La Weathers, pensó Kit, debía ser la muchacha de rubios cabellos que asomaban en forma de suaves bucles desde su gorro de enfermera. Al oír su nombre —estaba allí presente— se puso de pie.

—¿La señora Holm? —murmuró ansiosa—. ¡Oh!

Kit no sonrió.

—¿Cómo está? —preguntó.

—Tiene una constitución maravillosa —repuso solícita la joven enfermera—. Estoy segura de que marcha muy bien y no pueda ser de otra manera, ¿verdad, doctor? Es un hombre cuya vida tiene una gran importancia.

Kit asintió. Luego, después de una pausa, no pudiendo soportar más el estertor del enfermo, añadió:

—¿Podría ser útil en alguna cosa?

—No, señora, gracias —repuso con prontitud la señorita Weathers—. Yo estoy aquí para hacer cuanto sea necesario. Se ha de estar especializada en la cura de la pulmonía. No se preocupe señora.
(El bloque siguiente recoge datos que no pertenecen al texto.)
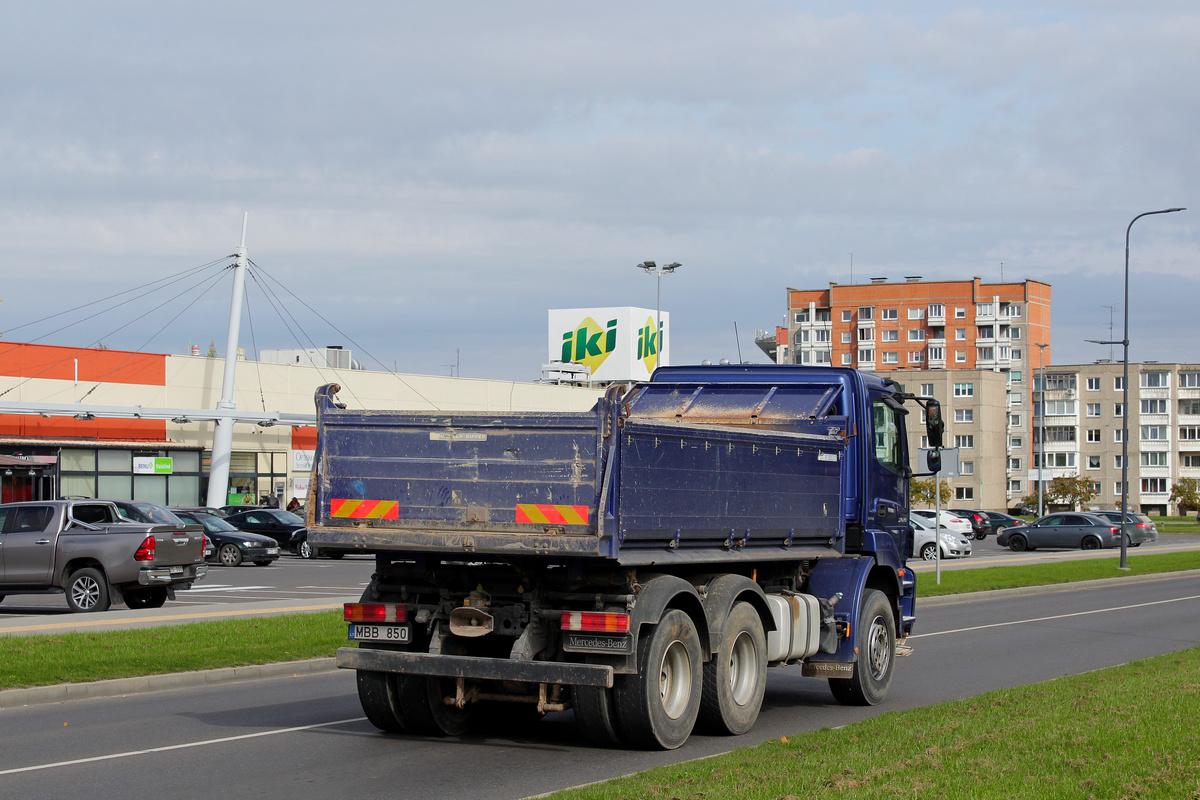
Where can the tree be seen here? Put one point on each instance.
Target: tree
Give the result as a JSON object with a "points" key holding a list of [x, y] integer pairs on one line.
{"points": [[1073, 489], [921, 493], [1186, 493]]}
Lo mismo que la otra enfermera, también la obligó a salir, con su diáfana sonrisa ésta, porque Kit, nada podía hacer por Alberto.

Se dirigió a su habitación, se desnudó, apagó la luz y, en silencio, se tendió sobre su cama, cubriéndose con las mantas hasta la barbilla. Así acostada, aguzó el oído, pero el estertor de Alberto no se filtraba a través de la gruesa puerta de encina que la separaba de sus habitaciones. Suspiró y, de pronto, porque era joven y estaba cansada, fue perdiendo la noción de las cosas y cayó en un sueño sin sueños.